Salı, Kasım 29, 2005

Elektronik Haberleşme Yasa Tasarısı TBMM Komisyonlarında

Elektronik Haberlesme Yasa Tasarısı TBMM'de bu Perşembe komisyonlarda tartışılmaya başlıyormuş. Daha sonra taslak yasalaşma sürecine girecek. Bu süreçte, tüm elektronik haberleşme şekillerimizi kapsayacak bu yasa tasarısını ülkece tartışmamız, ve hatta yorum ve önerilerimizi uygun platformlarda dile getirmemiz gerektiğini düşünüyorum.

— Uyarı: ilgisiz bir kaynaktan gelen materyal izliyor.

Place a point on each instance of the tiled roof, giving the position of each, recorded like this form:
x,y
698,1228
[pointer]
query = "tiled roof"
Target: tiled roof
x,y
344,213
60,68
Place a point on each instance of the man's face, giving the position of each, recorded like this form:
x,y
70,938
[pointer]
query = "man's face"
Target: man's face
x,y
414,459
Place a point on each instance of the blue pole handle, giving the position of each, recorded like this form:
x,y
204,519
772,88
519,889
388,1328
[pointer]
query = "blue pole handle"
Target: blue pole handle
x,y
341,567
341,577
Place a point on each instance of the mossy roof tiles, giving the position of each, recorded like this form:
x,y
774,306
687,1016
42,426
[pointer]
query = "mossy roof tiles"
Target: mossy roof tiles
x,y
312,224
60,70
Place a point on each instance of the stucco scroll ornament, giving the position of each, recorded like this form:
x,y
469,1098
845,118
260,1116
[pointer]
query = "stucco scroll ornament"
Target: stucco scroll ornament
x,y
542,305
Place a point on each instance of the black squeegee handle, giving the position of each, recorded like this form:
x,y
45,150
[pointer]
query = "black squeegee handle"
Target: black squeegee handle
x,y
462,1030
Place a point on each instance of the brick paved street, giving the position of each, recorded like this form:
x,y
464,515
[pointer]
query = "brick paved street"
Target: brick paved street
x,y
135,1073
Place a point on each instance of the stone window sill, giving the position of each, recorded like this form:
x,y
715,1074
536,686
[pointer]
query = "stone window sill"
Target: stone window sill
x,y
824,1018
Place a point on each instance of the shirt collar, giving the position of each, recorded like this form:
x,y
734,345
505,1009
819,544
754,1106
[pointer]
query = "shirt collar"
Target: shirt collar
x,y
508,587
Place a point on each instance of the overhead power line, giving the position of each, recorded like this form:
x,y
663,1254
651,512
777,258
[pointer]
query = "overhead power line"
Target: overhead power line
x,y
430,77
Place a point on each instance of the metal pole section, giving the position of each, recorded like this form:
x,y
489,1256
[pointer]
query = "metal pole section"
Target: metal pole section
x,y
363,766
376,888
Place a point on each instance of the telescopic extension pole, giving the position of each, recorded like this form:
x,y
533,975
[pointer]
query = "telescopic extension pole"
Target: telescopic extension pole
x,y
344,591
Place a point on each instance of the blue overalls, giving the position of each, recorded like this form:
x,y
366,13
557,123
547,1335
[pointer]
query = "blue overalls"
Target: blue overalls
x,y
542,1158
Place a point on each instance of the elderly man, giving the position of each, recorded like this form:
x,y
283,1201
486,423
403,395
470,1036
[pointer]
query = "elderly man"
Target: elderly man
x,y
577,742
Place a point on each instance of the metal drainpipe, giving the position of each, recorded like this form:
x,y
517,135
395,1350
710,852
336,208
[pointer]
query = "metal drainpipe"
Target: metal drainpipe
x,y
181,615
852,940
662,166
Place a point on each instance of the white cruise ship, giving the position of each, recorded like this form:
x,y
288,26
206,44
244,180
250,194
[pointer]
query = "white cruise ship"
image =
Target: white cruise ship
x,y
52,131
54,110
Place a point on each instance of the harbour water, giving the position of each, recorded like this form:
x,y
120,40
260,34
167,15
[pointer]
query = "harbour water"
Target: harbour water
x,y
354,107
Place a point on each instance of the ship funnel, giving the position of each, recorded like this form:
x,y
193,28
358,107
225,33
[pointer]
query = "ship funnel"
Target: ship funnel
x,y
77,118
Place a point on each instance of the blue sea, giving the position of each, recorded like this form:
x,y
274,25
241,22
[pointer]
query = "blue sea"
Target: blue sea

Eğer bilgi güvenliği camiası olarak konuyla ilgili uygun şartların bu yasa tasarısına girmesini sağlayabilirsek, bilgi güvenliğinin Türkiye'de yerleşmesi ve kurumsallaşması adına büyük bir adım atmış oluruz.

Hatırlanacağı gibi, Telekomunikayon Kurumu'nun Elektronik Sertifika Hizmet Sağlayıcı'lara BS7799-2 ve TSE 17799 sertifikasyonu şartı getirmesi, bilgi güvenliği sektörünü bir parça hareketlendirmiş ve ilk sertifikasyonların oluşmasını sağlamıştı.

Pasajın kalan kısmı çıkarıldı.